The myc oncogene is overexpressed in almost half of all breast and ovarian cancers, but attempts at therapeutic interventions against myc have proven to be challenging. Myc regulates multiple biological processes, including the cell cycle, and as such is associated with cell proliferation and tumor progression. We identified a protein signature of high myc, low p27 and high phospho-Rb significantly correlated with poor patient survival in breast and ovarian cancers. Screening of a miRNA library by functional proteomics in multiple cell lines and integration of data from patient tumors revealed a panel of five microRNAs (miRNAs) (miR-124, miR-365, miR-34b∗, miR-18a and miR-506) as potential tumor suppressors capable of reversing the p27/myc/phospho-Rb protein signature.

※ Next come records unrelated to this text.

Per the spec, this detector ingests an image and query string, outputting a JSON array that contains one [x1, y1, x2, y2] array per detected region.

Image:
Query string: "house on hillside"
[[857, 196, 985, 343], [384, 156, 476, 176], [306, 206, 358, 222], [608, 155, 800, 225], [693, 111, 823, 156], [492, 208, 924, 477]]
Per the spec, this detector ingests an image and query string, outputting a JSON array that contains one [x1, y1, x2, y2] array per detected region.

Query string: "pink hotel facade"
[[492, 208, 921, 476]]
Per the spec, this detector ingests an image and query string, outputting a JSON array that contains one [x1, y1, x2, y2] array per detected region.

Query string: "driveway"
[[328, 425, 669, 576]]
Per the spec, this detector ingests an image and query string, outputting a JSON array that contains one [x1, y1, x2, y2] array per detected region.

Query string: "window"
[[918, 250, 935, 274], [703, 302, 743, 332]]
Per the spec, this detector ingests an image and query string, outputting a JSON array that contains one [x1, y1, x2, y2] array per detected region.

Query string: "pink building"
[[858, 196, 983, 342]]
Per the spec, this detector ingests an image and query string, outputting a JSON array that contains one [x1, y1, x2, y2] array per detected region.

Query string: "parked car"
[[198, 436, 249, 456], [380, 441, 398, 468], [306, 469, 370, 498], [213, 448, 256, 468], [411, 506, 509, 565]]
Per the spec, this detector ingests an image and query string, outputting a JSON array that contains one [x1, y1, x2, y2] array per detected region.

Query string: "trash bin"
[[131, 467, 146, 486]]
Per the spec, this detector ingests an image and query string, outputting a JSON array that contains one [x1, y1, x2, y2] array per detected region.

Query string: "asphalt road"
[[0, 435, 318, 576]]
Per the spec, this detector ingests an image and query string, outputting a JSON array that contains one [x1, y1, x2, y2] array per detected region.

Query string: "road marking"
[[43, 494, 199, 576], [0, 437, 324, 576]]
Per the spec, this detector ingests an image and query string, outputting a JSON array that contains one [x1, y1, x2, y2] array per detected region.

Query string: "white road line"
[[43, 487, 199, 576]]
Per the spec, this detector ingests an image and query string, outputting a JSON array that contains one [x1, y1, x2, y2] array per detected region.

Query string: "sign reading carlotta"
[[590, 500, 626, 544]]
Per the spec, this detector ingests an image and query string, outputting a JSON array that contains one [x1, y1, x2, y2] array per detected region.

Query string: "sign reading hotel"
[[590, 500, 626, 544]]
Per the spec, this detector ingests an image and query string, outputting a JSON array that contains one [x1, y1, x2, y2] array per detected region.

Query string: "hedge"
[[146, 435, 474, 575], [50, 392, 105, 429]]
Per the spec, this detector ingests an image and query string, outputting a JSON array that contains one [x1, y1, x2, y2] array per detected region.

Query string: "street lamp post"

Mechanistic studies revealed an RNA-activation function of miR-124 resulting in direct induction of p27 protein levels by binding to and inducing transcription on the p27 promoter region leading to a subsequent G1 arrest. Additionally, in vivo studies utilizing a xenograft model demonstrated that nanoparticle-mediated delivery of miR-124 could reduce tumor growth and sensitize cells to etoposide, suggesting a clinical application of miRNAs as therapeutics to target the functional effect of myc on tumor growth.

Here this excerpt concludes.